Preliminary testing of a "removable spillway weir" (RSW) at the Snake River's Lower Granite Dam indicates that the fish passage device has great drawing power -- flooding more juvenile salmon and steelhead downstream per volume of water than is accomplished with traditional spill.

The surfaced-oriented bypass method is also believed to be more benign than spill, which has long been considered the safest means of passage for the migrants.

The passage method has been touted as having the potential to move fish more quickly and safely past dams with a lesser amount of water being diverted from power generating turbines. The testing and analysis done at Lower Granite could be used to determine if the RSWs should be installed permanently there and elsewhere in the federal Columbia-Snake river hydrosystem.

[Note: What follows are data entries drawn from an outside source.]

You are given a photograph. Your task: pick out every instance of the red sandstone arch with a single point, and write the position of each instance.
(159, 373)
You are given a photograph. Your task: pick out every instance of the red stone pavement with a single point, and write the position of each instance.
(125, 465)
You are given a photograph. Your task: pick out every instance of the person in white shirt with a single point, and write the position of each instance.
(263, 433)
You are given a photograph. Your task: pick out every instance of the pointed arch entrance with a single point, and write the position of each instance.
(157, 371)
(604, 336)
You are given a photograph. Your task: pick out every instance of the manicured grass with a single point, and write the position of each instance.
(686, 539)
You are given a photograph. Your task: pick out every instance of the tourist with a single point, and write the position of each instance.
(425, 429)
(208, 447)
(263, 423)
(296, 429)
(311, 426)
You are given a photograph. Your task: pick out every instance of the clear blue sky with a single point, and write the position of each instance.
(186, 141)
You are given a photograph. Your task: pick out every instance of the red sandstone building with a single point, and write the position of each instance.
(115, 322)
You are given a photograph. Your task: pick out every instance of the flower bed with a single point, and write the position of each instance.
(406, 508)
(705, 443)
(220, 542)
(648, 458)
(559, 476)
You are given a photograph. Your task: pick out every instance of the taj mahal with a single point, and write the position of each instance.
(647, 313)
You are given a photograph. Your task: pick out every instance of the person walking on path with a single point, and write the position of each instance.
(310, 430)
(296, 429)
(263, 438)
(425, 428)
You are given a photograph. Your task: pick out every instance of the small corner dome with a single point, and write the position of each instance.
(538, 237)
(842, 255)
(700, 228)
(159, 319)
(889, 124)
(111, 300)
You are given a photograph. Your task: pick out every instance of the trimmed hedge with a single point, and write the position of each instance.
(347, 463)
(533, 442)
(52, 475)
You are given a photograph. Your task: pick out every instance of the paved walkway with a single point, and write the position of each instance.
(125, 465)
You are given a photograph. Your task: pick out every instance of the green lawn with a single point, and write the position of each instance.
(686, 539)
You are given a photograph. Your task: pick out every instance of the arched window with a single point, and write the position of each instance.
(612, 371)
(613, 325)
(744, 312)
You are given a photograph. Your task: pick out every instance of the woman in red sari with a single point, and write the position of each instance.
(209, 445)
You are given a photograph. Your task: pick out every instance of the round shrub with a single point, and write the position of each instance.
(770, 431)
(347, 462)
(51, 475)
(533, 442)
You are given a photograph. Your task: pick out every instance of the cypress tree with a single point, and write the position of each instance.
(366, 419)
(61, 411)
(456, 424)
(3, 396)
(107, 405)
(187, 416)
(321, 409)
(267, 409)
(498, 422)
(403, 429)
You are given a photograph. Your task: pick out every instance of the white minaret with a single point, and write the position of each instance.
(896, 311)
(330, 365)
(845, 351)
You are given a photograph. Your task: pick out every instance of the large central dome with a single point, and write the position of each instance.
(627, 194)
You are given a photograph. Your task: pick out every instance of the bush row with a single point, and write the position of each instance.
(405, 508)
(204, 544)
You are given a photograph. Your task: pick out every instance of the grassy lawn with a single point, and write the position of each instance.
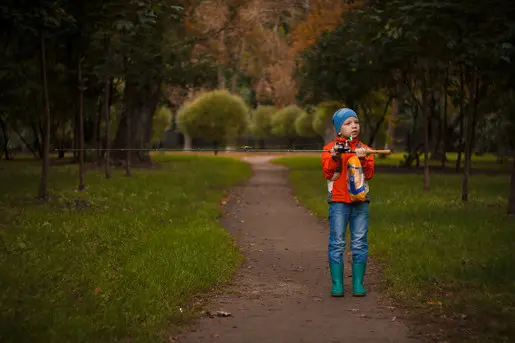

The overriding objectives of surface bypass collection and passage concepts is to increase the number of fish passed through the dams by non-turbine routes and to reduce fish stress, injury and migration delays. The surface bypass is also expected to reduce high-spill levels that are associated with dissolved gas problems, and allow that water to be used for power generation.

Preliminary analysis of biological data collected this past spring shows promise for the Lower Granite prototype, though Corps of Engineers officials urge caution. The analysis of many variables involved in the spill vs. RSW passage is not yet complete.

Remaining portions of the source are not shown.